Bolivia’s commander was a Prussian WWI veteran, General Hans Kundt, who had trained the Bolivian army for decades. Unfortunately for Bolivia, he thought airmen were prone to exaggerate, so ignored warnings about Paraguayan encirclements. He had never visited the Chaco before the war, and would often disperse his men in simultaneous attacks, wasting Bolivian strength. He also acted as his own chief of staff, never appointing an intelligence officer; his officers suspected that he did not ask for more troops to make life easier for his ally, President Salamanca.

Bolivia had long had a terrible military record, losing much territory over the years to neighbours – including its coastline, taken by Chile in 1884. Astonishingly, according to its chief of operations, the Bolivian army lacked a single document about the Chaco till August 1931, and had not bothered to study the earlier skirmishes in the region in 1928. Few Bolivian officers studied abroad – unlike Paraguayan officers, who proved tactically less conservative – while many Bolivian reservists lacked experience and discipline. Stories relate how Bolivian army drivers would sometimes stage breakdowns and take long breaks while soldiers were dying of thirst.

While the Paraguayan soldiers were used to the Chaco’s climate, their Bolivian adversaries were mainly from the Andes, and found conditions oppressive. To make matters worse, Bolivia had no Chaco railways, while five Paraguayan railways connected the Chaco to the Paraguay River. As a result, it took a fortnight for Bolivian soldiers to reach the front, while Paraguay could move in reinforcements in just four days.

Described as South America’s first ‘modern’ conflict, the Chaco War also saw history’s last dogfight between biplanes. Images: Wikimedia Commons

By contrast, Paraguayan commander José Estigarribia understood the key to victory: ‘This will be the war of thirst and I shall drink to victory.’ During the war, he was promoted to general, and then to commander–in-chief. Afterwards, he served as his country’s president from 1939 until his death in a plane crash the following year.

Under his leadership, Paraguayan soldiers would stalk the Bolivian tanks (Paraguay had none), remaining under the guns until the crew members came out for water (tanks could reach 60°C inside), then slaughtering them with machetes and grenades.

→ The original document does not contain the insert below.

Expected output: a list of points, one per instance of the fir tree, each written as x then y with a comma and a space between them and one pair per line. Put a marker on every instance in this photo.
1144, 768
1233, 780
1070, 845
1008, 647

One reason Paraguayans were more determined is that they risked losing two-thirds of their country – having already lost a quarter of their territory in the Paraguayan War of 1864-1870 (in which they were defeated by a triple alliance of Argentina, Brazil, and Uruguay). Bolivia only mobilised 60,000 men, and never had more than 40,000 in the Chaco, while Paraguay sent every man it could, and women even donated their wedding rings for the war effort. There was also a racial element: Bolivian officers were mostly white, of Spanish or other European ancestry, while their soldiers were 90% native, mainly speaking Aymara and Quechua. By contrast, the Paraguayan army was far more homogeneous.

In the final analysis, perhaps the journalist Reginald Thompson summed it up, when he wrote: ‘The Bolivians were not fighting the Paraguayans. Powerful interests needing outlets to the sea fought the Paraguayans, using patient Indians as their instruments.’